En fin. Otra vez en el instituto de Praga. Cuando ante el altar recito el confíteor, declamándolo devotamente, sólo que un poco más despacio, el cura que está al lado se vuelve hacia mí:
– ¡A ver si se va a dormir aquí!
No, aquí había algo que no funcionaba. De mi corazón, que temblaba debajo de la camisa medio abierta, en la que faltaba un botón porque a mi madre no le daba tiempo cosérmelos todos, empezó a marcharse lentamente la ingenua devoción infantil. Y junto con ella, la fe de un niño. Lo que se ofreció a cambio fueron la duda y el asombro. Estaba desilusionado. Hasta que me sucedió lo siguiente: Una hermosa mañana de primavera, en la casa donde vivía el cura, me quedé mirando por la ventana abierta que daba al patio. Contemplaba un gato que torturaba refinadamente a un gorrión. Era un espectáculo desagradable, pero yo tenía curiosidad y me sentía impotente. El patio estaba cerrado. Algo excitado, observé el astuto y cruel juego del gato. Llegué con el café un poco más tarde. Cuando puse la cafetera sobre el armario oblongo donde poníamos las casullas, el café estaba tibio.
– Mañana ya se puede quedar en casa -dijo el cura silbando.

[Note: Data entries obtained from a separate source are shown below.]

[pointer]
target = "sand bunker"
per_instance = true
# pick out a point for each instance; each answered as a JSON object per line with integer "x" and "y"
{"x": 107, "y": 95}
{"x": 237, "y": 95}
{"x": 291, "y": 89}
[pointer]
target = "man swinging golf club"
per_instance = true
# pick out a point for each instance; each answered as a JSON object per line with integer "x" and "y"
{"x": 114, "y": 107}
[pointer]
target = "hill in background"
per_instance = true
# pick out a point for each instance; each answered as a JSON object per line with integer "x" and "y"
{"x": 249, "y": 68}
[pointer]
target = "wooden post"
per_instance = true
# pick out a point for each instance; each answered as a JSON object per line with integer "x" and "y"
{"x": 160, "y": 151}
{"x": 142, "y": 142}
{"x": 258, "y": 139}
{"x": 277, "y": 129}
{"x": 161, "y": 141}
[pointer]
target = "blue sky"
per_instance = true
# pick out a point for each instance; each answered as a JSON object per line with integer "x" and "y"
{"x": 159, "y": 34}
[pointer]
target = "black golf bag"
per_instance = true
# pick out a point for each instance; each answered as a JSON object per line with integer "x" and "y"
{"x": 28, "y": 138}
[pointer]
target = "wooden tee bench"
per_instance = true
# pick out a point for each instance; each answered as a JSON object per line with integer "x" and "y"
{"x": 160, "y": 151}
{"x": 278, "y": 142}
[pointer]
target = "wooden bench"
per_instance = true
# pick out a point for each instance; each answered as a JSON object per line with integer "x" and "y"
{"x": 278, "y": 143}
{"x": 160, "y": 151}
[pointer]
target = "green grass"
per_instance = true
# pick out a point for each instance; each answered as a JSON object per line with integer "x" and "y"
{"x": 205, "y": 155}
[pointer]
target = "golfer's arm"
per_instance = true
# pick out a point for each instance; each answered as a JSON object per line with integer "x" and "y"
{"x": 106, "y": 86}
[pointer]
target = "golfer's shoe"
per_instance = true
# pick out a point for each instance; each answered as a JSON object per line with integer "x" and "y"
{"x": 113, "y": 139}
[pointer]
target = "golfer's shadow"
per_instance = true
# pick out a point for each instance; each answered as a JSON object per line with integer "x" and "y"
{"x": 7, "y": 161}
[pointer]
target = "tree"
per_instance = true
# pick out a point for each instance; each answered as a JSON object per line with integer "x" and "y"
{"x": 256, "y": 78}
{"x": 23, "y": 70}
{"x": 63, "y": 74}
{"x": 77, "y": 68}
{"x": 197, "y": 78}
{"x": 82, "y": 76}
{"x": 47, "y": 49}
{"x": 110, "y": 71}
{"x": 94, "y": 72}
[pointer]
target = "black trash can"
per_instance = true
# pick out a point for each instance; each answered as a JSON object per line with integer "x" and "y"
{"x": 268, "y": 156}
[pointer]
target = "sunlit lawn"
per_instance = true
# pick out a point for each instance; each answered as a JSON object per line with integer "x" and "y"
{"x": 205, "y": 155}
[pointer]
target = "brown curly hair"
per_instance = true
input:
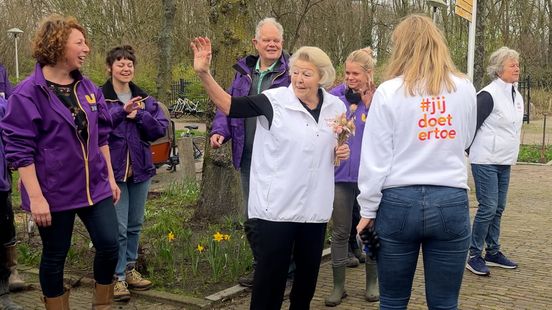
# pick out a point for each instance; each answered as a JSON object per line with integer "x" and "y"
{"x": 49, "y": 42}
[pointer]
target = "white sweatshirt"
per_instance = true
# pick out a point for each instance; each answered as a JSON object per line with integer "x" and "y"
{"x": 292, "y": 170}
{"x": 497, "y": 142}
{"x": 416, "y": 140}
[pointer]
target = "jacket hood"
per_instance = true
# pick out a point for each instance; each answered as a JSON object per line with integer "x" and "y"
{"x": 247, "y": 64}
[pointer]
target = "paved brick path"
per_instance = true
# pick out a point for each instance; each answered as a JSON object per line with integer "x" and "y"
{"x": 526, "y": 238}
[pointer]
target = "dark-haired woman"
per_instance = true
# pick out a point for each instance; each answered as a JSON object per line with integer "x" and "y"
{"x": 55, "y": 132}
{"x": 137, "y": 121}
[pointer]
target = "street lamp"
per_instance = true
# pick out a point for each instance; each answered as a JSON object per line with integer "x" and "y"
{"x": 16, "y": 32}
{"x": 435, "y": 4}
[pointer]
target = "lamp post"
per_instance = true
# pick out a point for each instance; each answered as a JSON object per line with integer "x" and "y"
{"x": 435, "y": 4}
{"x": 16, "y": 32}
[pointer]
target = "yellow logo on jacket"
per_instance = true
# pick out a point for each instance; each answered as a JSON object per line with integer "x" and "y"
{"x": 91, "y": 98}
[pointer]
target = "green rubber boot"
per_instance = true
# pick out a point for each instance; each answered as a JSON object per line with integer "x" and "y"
{"x": 5, "y": 301}
{"x": 372, "y": 288}
{"x": 338, "y": 292}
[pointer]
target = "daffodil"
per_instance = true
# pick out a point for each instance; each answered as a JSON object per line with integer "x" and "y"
{"x": 218, "y": 236}
{"x": 171, "y": 236}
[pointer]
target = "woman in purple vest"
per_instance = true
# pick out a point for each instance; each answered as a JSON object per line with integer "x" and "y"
{"x": 137, "y": 121}
{"x": 356, "y": 93}
{"x": 56, "y": 129}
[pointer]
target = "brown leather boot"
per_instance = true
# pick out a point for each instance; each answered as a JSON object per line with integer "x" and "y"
{"x": 57, "y": 303}
{"x": 103, "y": 296}
{"x": 15, "y": 280}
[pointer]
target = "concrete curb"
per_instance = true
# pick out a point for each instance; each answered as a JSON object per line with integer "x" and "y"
{"x": 236, "y": 289}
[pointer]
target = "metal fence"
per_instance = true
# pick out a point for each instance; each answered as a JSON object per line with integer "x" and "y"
{"x": 524, "y": 88}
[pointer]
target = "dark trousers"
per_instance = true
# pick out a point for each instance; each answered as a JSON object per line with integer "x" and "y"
{"x": 7, "y": 231}
{"x": 276, "y": 241}
{"x": 101, "y": 222}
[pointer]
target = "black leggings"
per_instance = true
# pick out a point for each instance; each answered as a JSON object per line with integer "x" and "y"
{"x": 276, "y": 241}
{"x": 101, "y": 222}
{"x": 7, "y": 231}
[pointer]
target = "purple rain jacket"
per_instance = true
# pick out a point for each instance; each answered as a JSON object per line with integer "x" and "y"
{"x": 348, "y": 170}
{"x": 129, "y": 142}
{"x": 4, "y": 178}
{"x": 38, "y": 128}
{"x": 234, "y": 128}
{"x": 5, "y": 86}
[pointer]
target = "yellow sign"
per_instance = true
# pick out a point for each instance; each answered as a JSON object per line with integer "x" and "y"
{"x": 463, "y": 13}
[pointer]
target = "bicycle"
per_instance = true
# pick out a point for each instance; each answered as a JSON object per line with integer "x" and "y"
{"x": 185, "y": 106}
{"x": 188, "y": 133}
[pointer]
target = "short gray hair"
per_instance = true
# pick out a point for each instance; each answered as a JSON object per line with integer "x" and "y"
{"x": 268, "y": 20}
{"x": 319, "y": 59}
{"x": 497, "y": 59}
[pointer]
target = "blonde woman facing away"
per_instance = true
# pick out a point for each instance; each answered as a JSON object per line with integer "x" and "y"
{"x": 413, "y": 174}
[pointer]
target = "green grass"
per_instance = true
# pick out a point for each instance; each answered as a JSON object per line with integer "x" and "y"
{"x": 535, "y": 154}
{"x": 182, "y": 256}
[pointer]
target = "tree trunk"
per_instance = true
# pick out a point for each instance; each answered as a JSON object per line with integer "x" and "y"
{"x": 220, "y": 189}
{"x": 479, "y": 56}
{"x": 164, "y": 74}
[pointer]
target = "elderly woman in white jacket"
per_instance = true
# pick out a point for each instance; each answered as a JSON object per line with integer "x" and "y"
{"x": 493, "y": 152}
{"x": 292, "y": 174}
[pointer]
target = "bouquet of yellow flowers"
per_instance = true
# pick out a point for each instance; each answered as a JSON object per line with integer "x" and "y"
{"x": 344, "y": 126}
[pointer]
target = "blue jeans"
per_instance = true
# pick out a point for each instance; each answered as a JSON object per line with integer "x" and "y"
{"x": 491, "y": 185}
{"x": 130, "y": 215}
{"x": 435, "y": 218}
{"x": 101, "y": 224}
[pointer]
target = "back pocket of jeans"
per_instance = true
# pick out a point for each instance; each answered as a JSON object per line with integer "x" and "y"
{"x": 392, "y": 215}
{"x": 455, "y": 217}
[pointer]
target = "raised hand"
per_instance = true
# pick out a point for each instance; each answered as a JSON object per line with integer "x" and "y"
{"x": 201, "y": 47}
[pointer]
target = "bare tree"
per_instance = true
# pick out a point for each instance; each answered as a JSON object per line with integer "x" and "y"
{"x": 164, "y": 75}
{"x": 230, "y": 24}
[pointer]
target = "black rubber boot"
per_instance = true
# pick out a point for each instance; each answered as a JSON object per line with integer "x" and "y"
{"x": 372, "y": 288}
{"x": 338, "y": 292}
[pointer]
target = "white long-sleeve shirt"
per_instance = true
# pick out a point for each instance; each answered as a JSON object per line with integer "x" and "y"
{"x": 415, "y": 140}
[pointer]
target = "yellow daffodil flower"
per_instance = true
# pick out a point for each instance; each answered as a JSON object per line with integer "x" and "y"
{"x": 171, "y": 236}
{"x": 218, "y": 236}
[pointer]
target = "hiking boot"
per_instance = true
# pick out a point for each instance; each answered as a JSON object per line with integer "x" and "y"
{"x": 136, "y": 281}
{"x": 247, "y": 280}
{"x": 121, "y": 292}
{"x": 476, "y": 264}
{"x": 103, "y": 296}
{"x": 57, "y": 303}
{"x": 499, "y": 260}
{"x": 16, "y": 282}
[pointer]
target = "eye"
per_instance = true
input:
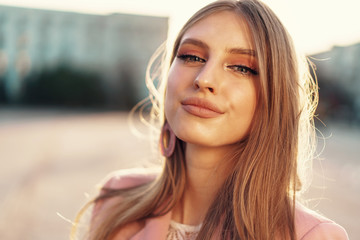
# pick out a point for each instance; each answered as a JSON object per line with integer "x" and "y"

Me asusté. Tenía miedo del profesor de religión, que nunca se mostraba demasiado amable con los estudiantes y que, al mismo tiempo, era el consejero íntimo del director de la escuela. También me sentí ofendido. ¿Cómo me hace esto, después de mis fieles y sinceros servicios de muchos meses? Eso sí que era ingratitud. Pero más tarde se apoderó de mí una sensación, casi alegre, de alivio. Ya no tendría que llevar la cafetera, no estaría obligado a levantarme tan temprano cada mañana. Y en el mismo momento, volvió a mis ojos la escena amorosa que había visto al lado de la pared del cementerio no hacía mucho. Me resultó agradable recordar a la joven abrazada por el muchacho. ¡Qué cosas! Pero ya no rechazaba el recuerdo; al contrario. Mandé a paseo el espejo confesonario. ¡Por qué iba a tener miedo del cura!